There’s a particular relevance for the Hepworth as they own a large collection of Barbara Hepworth’s prototypes and works in plaster from the Hepworth family gift and have a permanent display of a selection of these.
In the second, main room there were examples of antique casts from the Royal Academy of Arts
including plaster versions of the classical works the Belvedere Torso and Discobolus. These highlight how casts were used before the invention of photography as a means of reproducing works of art for a wide international audience.
togethor with a number of works by contemporary artists
I was most interested in the first, smaller room which
address(ed) how Barbara Hepworth and her contemporaries used plaster both in the process of creating bronze sculptures and as a material in its own right.
It included plaster sculptures by Hepworth, Henry Moore, Kurt Schwitters, Henri Gaudier-Brzeska’s relief of two wresters (which we’d seen several years ago at Kettle’s Yard in Cambridge)
together with his preliminary sketch
Jean Arp
and others.
There was a small exhibition – Hepworth in Yorkshire – which, as the tile suggests, was about Barbara Hepworth’s time in her native Yorkshire. It included
early drawings, paintings and sculpture that show Hepworth’s natural gifts in these areas. Newspaper articles and photography document her early successes and engagement with an academic figurative style that she would soon depart from to find her own artistic voice.

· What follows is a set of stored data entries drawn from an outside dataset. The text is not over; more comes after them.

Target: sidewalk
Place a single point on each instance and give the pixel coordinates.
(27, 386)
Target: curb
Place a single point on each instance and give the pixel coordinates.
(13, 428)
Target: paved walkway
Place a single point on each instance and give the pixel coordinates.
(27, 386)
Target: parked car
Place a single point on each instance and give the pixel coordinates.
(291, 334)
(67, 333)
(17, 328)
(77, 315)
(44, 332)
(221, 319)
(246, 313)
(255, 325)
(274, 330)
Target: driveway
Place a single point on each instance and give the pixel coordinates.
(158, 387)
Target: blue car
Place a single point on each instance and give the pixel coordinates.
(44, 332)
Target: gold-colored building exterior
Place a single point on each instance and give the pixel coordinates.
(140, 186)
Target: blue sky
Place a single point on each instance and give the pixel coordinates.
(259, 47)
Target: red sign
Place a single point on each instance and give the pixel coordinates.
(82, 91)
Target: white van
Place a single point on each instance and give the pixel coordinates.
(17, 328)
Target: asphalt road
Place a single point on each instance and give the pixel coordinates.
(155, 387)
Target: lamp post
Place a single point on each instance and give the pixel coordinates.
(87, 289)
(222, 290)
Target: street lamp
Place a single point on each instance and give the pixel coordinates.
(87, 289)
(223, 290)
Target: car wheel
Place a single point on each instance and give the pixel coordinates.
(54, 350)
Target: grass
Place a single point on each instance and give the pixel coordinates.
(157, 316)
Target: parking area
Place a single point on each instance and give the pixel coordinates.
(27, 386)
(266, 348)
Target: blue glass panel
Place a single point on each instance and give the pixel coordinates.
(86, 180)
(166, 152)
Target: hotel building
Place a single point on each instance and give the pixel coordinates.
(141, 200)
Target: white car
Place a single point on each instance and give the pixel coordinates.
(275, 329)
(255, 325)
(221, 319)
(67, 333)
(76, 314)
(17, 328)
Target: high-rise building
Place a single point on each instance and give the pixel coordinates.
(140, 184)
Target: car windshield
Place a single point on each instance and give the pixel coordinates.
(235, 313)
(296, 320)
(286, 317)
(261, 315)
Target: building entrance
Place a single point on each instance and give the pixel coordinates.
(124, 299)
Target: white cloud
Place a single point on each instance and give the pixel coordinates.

Photographic images Hepworth took or commissioned of Yorkshire will be presented alongside these early works, reflecting her assertion that the experience of growing up in this area was hugely influential.
In the adjacent room Des Hughes. Stretch Out and Wait was an exhibition by the contemporary artist Des Hughes inspired by Henry Moore’s Working Model of Draped Reclining Figure which the latter had donated to his home town of Castleford.
The other rooms were occupied by two exhibitions: one of sculptures and drawings by Enrico David
and the other a retrospective by Barbara Hepworth’s contemporary, Gertrude Hermes – Wild Girl. They were both excellent and deserve their own posts as this one has gone on long enough.
We’d spent a good few hours in the gallery, including eating a rather good dinner, and it was starting to turn dark as we left
Another enjoyable New Year’s day. Roll on 2017.
I really must pay a visit.
Great place
It certainly is! Always enjoy our visits.